Dalam tulisannya di Bara Eka (13 Maret 1966), Soe Hok Gie mengatakan bahwa, “Tujuan
Mapala ini adalah mencoba untuk membangunkan kembali idealisme di
kalangan mahasiswa untuk secara jujur dan benar-benar mencintai alam,
tanah air, rakyat dan almamaternya. Mereka adalah sekelompok mahasiswa
yang tidak percaya bahwa patriotisme dapat ditanamkan hanya melalui
slogan-slogan dan jendela-jendela mobil. Mereka percaya bahwa dengan
mengenal rakyat dan tanah air Indonesia secara menyeluruh barulah
seseorang dapat menjadi patriot-patriot yang baik.” Para mahasiswa
itu diawali dengan berdirinya Mapala Universitas Indonesia, mencoba
menghargai dan menghormati alam dengan menapaki alam mulai dari lautan
hingga ke puncak-puncak gunung. Mencoba mencari makna akan hidup yang
sebenarnya dan mencoba membuat sejarah bahwa manusia dan alam sekitar
mempunyai kaitan yang erat.
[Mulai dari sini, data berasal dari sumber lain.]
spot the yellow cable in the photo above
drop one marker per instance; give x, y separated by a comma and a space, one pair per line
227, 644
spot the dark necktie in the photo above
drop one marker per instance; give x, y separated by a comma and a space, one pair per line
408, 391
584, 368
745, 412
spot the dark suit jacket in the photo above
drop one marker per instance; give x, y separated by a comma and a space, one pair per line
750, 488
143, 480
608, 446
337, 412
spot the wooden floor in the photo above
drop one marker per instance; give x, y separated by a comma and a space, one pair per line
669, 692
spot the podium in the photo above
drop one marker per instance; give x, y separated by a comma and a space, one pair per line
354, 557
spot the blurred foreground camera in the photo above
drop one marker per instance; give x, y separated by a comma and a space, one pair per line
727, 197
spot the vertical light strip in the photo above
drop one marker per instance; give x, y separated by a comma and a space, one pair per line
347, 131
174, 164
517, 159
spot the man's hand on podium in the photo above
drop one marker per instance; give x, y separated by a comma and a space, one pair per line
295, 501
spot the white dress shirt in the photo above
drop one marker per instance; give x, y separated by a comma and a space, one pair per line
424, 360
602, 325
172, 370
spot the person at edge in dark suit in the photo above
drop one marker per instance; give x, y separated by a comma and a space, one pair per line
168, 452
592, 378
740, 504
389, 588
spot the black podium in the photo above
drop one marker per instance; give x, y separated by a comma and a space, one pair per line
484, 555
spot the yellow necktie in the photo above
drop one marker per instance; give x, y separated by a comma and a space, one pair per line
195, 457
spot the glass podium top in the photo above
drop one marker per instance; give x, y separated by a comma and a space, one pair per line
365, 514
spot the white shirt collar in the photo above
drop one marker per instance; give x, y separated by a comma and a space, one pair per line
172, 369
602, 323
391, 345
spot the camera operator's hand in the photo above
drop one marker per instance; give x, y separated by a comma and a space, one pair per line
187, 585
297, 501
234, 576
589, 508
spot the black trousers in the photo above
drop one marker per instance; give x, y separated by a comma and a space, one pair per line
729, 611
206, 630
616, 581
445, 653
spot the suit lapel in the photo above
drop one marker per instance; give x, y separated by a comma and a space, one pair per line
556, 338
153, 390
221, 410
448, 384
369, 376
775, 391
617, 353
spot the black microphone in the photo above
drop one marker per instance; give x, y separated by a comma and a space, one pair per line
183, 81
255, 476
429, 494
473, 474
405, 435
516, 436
Sejak saat itulah Pecinta Alam merasuk tak
hanya di kampus melainkan ke sekolah-sekolah, ke bilik-bilik rumah
ibadah, lorong-lorong bahkan ke dalam jiwa-jiwa bebas yang merindukan
pelukan sang alam.
Mapala secara garis besar hanya sebatas singkatan dari Mahaiswa Pecinta Alam. Jaesta Wanasia berdiri sejak 1 Januari 2008. Awal berdirinya mapala ini dipelopori oleh tiga mahasiswa UNIVERITAS PEKALONGAN. Ketiga mahasiwa ini adalah Aries Indra Setiawan, S.Pi., Oktarita Nugraha, S.P., dan Mohammad Nofianto. "Bang Indra" begitulah sapaan hangatnya adalah mahasiswa perikanan yang lahir pada tanggal 10 April 1980. adapun bang Oki (Oktarita Nugraha) adalah mahasiswa pertanian yang lahir pada tanggal 20 Oktober 1980. dan bang Sim (Mohammad Nofianto) adalah mahasiswa ekomnomi yang lahir pada tanggal 13 November. Ketiga mahasiswa ini adalah pencetus lahirnya mapala Jaerta Wanasia Universitas Pekalongan.
SEJARAH MAPALA JAESTA WANASIA
Sebelum berdirinya mapala yang berstatus mapala Univeritas ini pada mulanya telah berdiri lebih dulu mapala-mapala fakultas yang berada di UNIKAL. Setelah mapala fakultas ini sedikit redup, muncullah mapala Jaesta Wanasia untuk menyadarkan rasa kepecintaan alam terhadap alam yang kian hari semakin bertambah sakit. Hasilnya tidak sia-sia. Setelah sekian lama berjuang mendirikan mapala JW, ketiga mahasiswa ini bisa memetik buahnya dengan semakin berkembangnya organisasi kepencintaan alaman dan semakin bertambahnya anggota didalamnya mapala ini semakin eksis dan mencuat kepermukaan.